Она не плакала, но проплывавшие за стеклами виды Города были нечеткими, какими-то расплывчатыми, смазанными по краям. Может быть это слезы стояли у Эли в глазах. А может быть, собирался дождь. Ведь нельзя же, чтобы все время солнце. Должен же и дождь когда-то пойти. Сегодня бы очень кстати.

И только ночью она дала себе волю. Лежа в бабушкиной комнате на диване рядом со спящей или делающей вид, что спит, Люсей, Эля тихо плакала. Хоронила-оплакивала свою мечту о новой жизни, об обманщике Ленинграде, что звал ее к себе, обещал жизнь светлую, полную красоты и радости, а когда она приехала, повернулся к ней немытой гнусной харей. Вылезла из-под шитого золотым позументом камзола драная майка-алкоголичка, пахну̀ло в нос застарелым перегаром и нестиранными носками.

Бабушка присела в темноте на краешек. Погладила внучку по стриженной голове:

– Ничего, Элинька… Все пройдет… Все в море будет… Станешь дома учиться. Всяко лучше, чем на чужой стороне, одной. Здесь мы все с тобой, все рядом. Вот меня жизнь по свету помотала, столько горя перед глазами прошло. В чужой-то стороне на кого обопрешься? Кто поможет? Каждый только на свой двор глядит. А осталась бы я дома в Тотьме, дак и жизнь, может, счастливее бы сложилась.

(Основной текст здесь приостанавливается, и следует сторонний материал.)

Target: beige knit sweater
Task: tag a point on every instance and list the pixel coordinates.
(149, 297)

Среди своих-то.

– Какая чужая сторона, бабушка? Три часа на автобусе… да и время сейчас другое… —Эля шмыгала носом, размазывая сопли по подушке, – все же живут… Вон полная общага студентов… Там весело… И Люська живет же там, и ничего…

Но возражала она так уж, просто чтобы возразить хоть что-то. Гундосила свое: «Другие же…» Но прекрасно понимала, что она-то не «другие», ее-то уж теперь точно никуда не отпустят. Смирялась.